General Election 2017: The surprising link between football and politics
General Election 2017: The surprising link between football and politics

General Election 2017: The surprising link between football and politics

With the football season coming to a close just as coverage of the General Election 2017 starts to ramp up, it is inevitable that there will be some cross-over between the two in the public consciousness.

What you might not realise, though, is just how much the fates of the nation’s football clubs and political parties have been entwined in recent years. We’ve crunched the numbers and uncovered some uncanny relationships between the two.

The first unusual pattern we noticed was that the champions of England played in shirts the same colour as the most popular political party in every general election for the last 30 years. We’ve taken a slight liberty with the Leeds-Conservative victory of 1992 but the last top-flight champions before the inception of the Premier League did have a noticeable blue trim on their otherwise white kit that year. While Labour won the 2005 election – a year in which Chelsea claimed the first of four successive election-year titles – the Conservatives actually won the popular vote in England.

The fortunes of Premier League clubs in the Champions League have provided an even more reliable barometer of political fortune. In election years when at least one English club gets past the quarter-finals, the masses have delivered a Labour victory, but in those seasons where our representatives collectively fail to navigate beyond the last eight, the Conservatives have triumphed. With the latter scenario in effect this year – only Leicester even made it as far as the quarter-finals – there’s more good news for the current party of government.

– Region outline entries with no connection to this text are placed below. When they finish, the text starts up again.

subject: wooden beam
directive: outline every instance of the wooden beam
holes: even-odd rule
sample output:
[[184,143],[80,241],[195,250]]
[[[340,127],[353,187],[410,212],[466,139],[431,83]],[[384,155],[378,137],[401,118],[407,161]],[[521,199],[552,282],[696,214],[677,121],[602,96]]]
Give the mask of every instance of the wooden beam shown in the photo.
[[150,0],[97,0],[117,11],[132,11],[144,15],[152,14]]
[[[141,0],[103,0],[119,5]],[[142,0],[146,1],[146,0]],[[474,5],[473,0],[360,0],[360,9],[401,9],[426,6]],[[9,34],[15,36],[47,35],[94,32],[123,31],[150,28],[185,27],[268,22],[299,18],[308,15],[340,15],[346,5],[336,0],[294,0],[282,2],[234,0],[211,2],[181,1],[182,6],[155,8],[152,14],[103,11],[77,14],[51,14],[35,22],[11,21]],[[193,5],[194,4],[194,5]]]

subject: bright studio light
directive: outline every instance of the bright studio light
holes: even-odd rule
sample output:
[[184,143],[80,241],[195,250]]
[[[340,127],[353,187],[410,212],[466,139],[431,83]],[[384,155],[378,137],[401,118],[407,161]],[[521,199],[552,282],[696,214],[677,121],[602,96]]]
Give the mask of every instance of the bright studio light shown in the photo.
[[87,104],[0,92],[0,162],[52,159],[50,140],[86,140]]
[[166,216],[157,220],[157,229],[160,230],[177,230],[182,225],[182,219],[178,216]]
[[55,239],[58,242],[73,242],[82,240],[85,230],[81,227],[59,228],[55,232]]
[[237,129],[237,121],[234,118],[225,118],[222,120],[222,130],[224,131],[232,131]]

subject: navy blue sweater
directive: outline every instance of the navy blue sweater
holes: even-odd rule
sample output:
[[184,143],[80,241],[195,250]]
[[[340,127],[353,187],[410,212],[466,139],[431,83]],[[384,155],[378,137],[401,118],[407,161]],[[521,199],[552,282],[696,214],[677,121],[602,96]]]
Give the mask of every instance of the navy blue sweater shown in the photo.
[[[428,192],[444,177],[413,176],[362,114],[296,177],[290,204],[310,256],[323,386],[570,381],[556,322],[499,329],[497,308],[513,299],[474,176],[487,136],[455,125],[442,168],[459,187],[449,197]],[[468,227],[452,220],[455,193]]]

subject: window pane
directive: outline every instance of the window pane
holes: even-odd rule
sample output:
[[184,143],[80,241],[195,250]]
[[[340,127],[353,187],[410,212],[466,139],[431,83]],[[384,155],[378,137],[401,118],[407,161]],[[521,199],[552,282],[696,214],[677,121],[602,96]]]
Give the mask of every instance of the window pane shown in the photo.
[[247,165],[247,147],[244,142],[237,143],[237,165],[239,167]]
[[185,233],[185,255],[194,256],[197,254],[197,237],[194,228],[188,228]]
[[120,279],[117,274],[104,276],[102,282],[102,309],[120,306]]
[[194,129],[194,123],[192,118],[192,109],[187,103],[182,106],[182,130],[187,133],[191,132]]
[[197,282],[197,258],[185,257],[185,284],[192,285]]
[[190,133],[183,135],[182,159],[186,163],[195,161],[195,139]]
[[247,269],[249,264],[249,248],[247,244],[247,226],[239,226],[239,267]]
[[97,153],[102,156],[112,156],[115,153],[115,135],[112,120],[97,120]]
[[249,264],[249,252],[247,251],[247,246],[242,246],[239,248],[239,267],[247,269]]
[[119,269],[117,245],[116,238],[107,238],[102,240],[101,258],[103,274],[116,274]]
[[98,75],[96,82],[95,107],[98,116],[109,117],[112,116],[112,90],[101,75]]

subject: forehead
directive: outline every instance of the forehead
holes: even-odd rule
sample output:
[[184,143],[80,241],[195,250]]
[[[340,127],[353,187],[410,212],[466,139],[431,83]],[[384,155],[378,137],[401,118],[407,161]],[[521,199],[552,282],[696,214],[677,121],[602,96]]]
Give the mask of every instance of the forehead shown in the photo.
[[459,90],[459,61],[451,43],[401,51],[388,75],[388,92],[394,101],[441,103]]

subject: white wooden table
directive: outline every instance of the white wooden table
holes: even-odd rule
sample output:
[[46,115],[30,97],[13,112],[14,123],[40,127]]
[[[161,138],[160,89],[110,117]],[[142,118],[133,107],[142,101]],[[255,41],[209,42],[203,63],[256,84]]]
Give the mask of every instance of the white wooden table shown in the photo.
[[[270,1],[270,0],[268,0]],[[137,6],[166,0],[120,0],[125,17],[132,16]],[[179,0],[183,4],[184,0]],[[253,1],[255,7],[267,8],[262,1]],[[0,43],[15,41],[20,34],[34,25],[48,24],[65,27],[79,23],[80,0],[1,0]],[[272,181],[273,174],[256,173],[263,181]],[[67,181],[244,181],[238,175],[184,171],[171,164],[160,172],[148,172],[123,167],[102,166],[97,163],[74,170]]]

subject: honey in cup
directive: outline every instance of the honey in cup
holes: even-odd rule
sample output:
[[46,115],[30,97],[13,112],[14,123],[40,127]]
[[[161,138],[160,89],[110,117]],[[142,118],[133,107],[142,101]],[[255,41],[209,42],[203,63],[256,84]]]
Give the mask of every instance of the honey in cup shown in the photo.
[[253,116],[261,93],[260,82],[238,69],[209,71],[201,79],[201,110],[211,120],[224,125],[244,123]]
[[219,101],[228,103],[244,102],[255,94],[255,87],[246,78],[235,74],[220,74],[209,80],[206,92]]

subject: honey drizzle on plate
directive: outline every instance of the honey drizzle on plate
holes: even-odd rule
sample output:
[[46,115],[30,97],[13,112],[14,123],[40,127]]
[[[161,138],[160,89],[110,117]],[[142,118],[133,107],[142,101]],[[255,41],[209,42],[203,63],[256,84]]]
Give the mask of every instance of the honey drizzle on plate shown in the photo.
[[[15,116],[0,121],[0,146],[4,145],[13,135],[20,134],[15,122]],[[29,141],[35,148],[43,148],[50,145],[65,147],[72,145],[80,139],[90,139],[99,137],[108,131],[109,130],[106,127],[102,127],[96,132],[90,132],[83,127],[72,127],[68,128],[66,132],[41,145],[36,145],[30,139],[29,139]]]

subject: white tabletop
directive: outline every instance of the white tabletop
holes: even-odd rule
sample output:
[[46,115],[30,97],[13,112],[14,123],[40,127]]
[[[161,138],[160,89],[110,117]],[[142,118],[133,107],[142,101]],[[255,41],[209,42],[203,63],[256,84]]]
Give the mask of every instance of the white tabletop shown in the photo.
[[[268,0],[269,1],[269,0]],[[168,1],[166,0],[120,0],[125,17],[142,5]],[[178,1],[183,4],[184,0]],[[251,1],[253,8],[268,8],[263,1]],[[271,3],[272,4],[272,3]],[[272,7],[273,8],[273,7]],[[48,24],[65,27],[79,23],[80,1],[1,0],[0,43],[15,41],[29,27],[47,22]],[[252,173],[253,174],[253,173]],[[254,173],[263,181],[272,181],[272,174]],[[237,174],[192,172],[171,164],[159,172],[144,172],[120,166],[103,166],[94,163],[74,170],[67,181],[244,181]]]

It’s not all doom and gloom for Labour, with plenty of symmetry in the struggle between red and blue over the past three decades. Every general election since 1987 has seen the most seats won by the party whose colour matched the dominant football kit in the English top flight, based on the number of goals scored. This season has seen 402 Premier League goals scored by clubs that play in red compared to just 368 by teams in blue, so a Labour win would extend a 30-year pattern.

We then looked at election results in more detail and discovered perhaps the most interesting pattern of all. At the last election in 2015 there were 13 constituencies which both changed hands and contained the stadium of a football club playing in one of the top four English divisions. All six which saw the club finish lower than they had in the previous season were won by the Conservatives, while the five in which the local club performed better – plus the two in which a team immediately bounced back from relegation – flipped to Labour.

This year there are six clubs who reside in constituencies with a majority of fewer than 1,000 votes so we thought it would be interesting to make some General Election 2017 predictions based on the pattern we found in 2015. The smallest marginal seat occupied by a football club is the Conservative-held Bury North, home of a Bury side which finished five places lower than last season, so that feels like it will stay blue. There are two Conservative seats – home to Brighton and Plymouth – which saw their clubs’ fortunes improve this term, while Bolton’s immediate return to the Championship makes a total of three likely Labour gains. However, the Labour-held constituencies containing Brentford and Wolves – both of whom finished a place lower than last season – could flip the other way.